One knock on Kai coming into the bigs was that he didn’t do kickoffs. He was very solid for the Bruins, but he did not kick off for them.
Are you kidding me?
So now not only do you bring in a guy that may very well have shown a strong leg in college, but that hasn’t yet ever kicked in a regular season NFL game, you brought in one that doesn’t kick off?
Do I have to rewind back to remind the Redskins braintrust that you wanted to sell me the (obviously) false bill of goods that Cundiff was selected FOR his kickoff abilities?
I think we just slipped into the sublime.
I truly do hope that Mr. Forbath can come in and succeed, and not struggle with any part of his game – but if he does, why on earth would anyone be surprised?
Don’t try the ‘going young’ and ‘has a lot of upside’ with me either. You don’t go young, and look at upside in the middle of October. Those are the kind of organizational decisions you should be making in June through August.

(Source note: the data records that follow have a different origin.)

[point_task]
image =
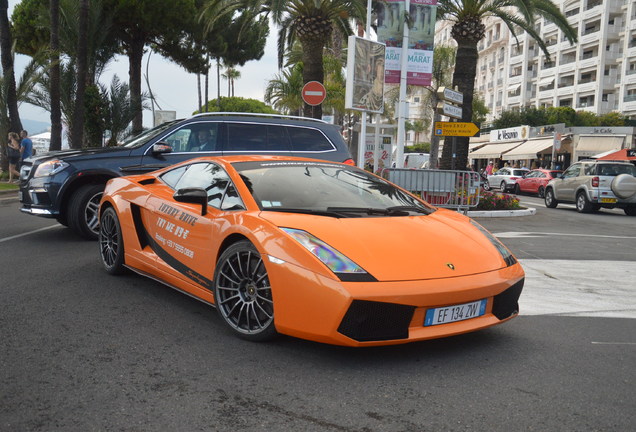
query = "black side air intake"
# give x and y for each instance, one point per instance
(367, 321)
(506, 303)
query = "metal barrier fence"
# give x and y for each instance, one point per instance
(450, 189)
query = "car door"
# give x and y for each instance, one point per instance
(185, 239)
(184, 143)
(566, 185)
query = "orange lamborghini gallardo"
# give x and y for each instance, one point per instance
(312, 249)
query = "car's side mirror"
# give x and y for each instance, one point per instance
(161, 148)
(193, 196)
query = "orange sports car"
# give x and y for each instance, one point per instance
(312, 249)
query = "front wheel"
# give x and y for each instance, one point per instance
(242, 293)
(583, 205)
(83, 211)
(111, 242)
(550, 201)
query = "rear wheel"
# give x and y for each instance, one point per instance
(550, 201)
(111, 242)
(83, 210)
(242, 293)
(583, 205)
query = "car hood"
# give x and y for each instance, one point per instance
(91, 153)
(440, 245)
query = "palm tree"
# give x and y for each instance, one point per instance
(468, 29)
(230, 75)
(312, 22)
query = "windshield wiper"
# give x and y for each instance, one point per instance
(328, 212)
(411, 208)
(391, 211)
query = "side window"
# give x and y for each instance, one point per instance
(172, 177)
(573, 171)
(309, 140)
(194, 138)
(213, 179)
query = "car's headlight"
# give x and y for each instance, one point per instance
(50, 168)
(505, 253)
(342, 266)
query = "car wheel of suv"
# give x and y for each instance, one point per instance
(83, 211)
(111, 242)
(242, 292)
(550, 201)
(583, 205)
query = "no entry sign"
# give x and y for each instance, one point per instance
(314, 93)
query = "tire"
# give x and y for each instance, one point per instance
(550, 201)
(83, 211)
(583, 205)
(242, 293)
(111, 243)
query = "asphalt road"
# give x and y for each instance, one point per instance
(84, 351)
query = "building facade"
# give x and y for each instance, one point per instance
(597, 74)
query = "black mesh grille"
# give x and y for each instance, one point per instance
(373, 321)
(506, 303)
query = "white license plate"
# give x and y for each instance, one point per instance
(455, 313)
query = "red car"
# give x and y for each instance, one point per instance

But if you DO find yourself in the unenviable position of needing to find a kicker just 6 games into a season, how do you not cut your losses, take a proven entity, and one that can fulfill ALL the elements of his NFL duties?
It’s easy to look at the high side of this and see the benefits of Kai doing well, but it’s downright irresponsible not to accept the ramifications of it NOT working out. The Redskins aren’t 0-5, they’re 2-3 and have a pretty exciting young quarterback, that has had them in every game. To the point where the kicker has been needed, and his subsequent ineptitude has proven quite costly.
Do we wait one or two games if Kai struggles? Does it matter, or are we back on the ‘all youth’ train again with the kicking position? (Wasn’t relevant when you cut 25-year old Gano) Does choosing Forbath over any new kicker coming out this year, really provide the Redskins something truly invaluable in the true long term?
I doubt it.
There were still veteran options – on top of proven NFL kickers that aren’t currently employed, Rackers and Gano were both still available – again, you have had these guys in front of you kicking before – have you really even scouted Forbath since college?
Or did you just look at the fact that he was 5-for-5 in 2012, young, and available; and pull another in yet a very, very long line of impetuous decisions?
The time has come to stop pussy-footing around the deplorable kicking history of the last 20 years. I don’t care how little people want to admit it, having a strong, reliable kicker isn’t a luxury, it’s essential if you want to succeed in a league driven by parity.
As long as the Redskins continue to give the position little or no credence at all, it will continue to be a constant source of lost victories.